[PATCH v5 6/6] seccomp: add SECCOMP_EXT_ACT_TSYNC and SECCOMP_FILTER_TSYNC
From: Kees Cook
Date: Thu May 22 2014 - 19:16:57 EST
Applying restrictive seccomp filter programs to large or diverse
codebases often requires handling threads which may be started early in
the process lifetime (e.g., by code that is linked in). While it is
possible to apply permissive programs prior to process start up, it is
difficult to further restrict the kernel ABI to those threads after that
point.
This change adds a new seccomp extension action for synchronizing thread
group seccomp filters and a prctl() for accessing that functionality,
as well as a flag for SECCOMP_EXT_ACT_FILTER to perform sync at filter
installation time.
When calling prctl(PR_SECCOMP_EXT, SECCOMP_EXT_ACT, SECCOMP_EXT_ACT_FILTER,
flags, filter) with flags containing SECCOMP_FILTER_TSYNC, or when calling
prctl(PR_SECCOMP_EXT, SECCOMP_EXT_ACT, SECCOMP_EXT_ACT_TSYNC, 0, 0), it
will attempt to synchronize all threads in current's threadgroup to its
seccomp filter program. This is possible iff all threads are using a filter
that is an ancestor to the filter current is attempting to synchronize to.

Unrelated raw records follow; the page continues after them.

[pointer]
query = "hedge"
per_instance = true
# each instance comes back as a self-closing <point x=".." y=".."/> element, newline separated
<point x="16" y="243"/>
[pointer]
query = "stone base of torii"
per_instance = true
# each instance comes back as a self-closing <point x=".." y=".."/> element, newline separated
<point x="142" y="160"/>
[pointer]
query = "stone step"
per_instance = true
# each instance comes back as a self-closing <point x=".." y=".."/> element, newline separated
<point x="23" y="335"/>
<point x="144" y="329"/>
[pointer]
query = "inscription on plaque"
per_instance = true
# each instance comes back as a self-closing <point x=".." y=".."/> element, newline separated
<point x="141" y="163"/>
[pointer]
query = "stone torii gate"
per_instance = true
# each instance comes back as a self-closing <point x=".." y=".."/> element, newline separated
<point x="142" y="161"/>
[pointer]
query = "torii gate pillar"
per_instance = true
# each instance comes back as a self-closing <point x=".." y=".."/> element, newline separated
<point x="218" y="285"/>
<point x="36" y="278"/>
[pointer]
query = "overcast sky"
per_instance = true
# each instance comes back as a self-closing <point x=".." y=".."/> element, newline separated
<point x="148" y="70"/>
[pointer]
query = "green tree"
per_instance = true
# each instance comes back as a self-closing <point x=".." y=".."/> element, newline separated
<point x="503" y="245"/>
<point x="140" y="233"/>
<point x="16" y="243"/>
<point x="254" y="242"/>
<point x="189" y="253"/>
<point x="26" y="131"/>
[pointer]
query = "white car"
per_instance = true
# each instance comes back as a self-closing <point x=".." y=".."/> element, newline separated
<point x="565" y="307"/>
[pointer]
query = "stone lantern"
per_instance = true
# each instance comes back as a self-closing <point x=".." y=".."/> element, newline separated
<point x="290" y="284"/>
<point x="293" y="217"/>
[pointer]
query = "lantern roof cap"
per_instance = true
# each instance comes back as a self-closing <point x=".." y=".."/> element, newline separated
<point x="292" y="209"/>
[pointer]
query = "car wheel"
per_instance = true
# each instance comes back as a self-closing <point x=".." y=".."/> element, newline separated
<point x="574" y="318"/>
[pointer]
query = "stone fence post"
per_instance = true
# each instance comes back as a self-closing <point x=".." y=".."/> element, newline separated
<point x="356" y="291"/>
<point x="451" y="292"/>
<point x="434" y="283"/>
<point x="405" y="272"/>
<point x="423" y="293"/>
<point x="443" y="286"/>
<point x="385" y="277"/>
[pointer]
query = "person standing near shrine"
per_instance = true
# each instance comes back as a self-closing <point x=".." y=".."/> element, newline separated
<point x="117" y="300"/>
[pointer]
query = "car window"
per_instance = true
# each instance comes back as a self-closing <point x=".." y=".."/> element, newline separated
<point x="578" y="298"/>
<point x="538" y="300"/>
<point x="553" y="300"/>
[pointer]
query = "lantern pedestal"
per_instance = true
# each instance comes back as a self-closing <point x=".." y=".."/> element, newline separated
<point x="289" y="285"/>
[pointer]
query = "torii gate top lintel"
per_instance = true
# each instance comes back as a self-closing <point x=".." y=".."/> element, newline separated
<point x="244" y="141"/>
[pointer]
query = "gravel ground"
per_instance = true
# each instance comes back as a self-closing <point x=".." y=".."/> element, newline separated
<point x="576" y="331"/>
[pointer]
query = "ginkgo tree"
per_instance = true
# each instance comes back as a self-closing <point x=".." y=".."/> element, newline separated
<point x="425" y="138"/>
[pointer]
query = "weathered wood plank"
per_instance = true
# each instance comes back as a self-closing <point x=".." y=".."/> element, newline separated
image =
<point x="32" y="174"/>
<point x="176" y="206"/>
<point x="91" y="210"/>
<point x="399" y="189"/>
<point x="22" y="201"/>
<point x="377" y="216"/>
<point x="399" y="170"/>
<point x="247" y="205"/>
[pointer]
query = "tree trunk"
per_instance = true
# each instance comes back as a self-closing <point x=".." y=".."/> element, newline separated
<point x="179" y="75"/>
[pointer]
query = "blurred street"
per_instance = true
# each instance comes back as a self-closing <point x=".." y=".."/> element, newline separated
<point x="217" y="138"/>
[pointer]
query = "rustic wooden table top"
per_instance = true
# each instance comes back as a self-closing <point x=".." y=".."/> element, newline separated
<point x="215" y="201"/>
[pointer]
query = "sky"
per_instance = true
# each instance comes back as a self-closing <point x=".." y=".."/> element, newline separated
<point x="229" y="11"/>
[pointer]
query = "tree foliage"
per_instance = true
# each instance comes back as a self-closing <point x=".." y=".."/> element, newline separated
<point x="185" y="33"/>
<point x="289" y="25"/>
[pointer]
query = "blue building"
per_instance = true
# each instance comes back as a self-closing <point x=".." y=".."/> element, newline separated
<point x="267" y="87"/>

NULL filters (where the task is running as SECCOMP_MODE_NONE) are also
treated as ancestors allowing threads to be transitioned into
SECCOMP_MODE_FILTER. If prctrl(PR_SET_NO_NEW_PRIVS, ...) has been set on the
calling thread, no_new_privs will be set for all synchronized threads too.
On success, 0 is returned. On failure, the pid of one of the failing threads
will be returned, with as many filters installed as possible.
The race conditions are against another thread calling TSYNC, another
thread performing a clone, and another thread changing its filter. The
seccomp write lock is sufficient for these cases, though the clone
case is assisted by the tasklist_lock so that new threads must have a
duplicate of its parent seccomp state when it appears on the tasklist.
Based on patches by Will Drewry.
Suggested-by: Julien Tinnes <jln@xxxxxxxxxxxx>
Signed-off-by: Kees Cook <keescook@xxxxxxxxxxxx>
---
Documentation/prctl/seccomp_filter.txt | 22 ++++++-
include/uapi/linux/seccomp.h | 4 ++
kernel/seccomp.c | 106 ++++++++++++++++++++++++++++++--
3 files changed, 126 insertions(+), 6 deletions(-)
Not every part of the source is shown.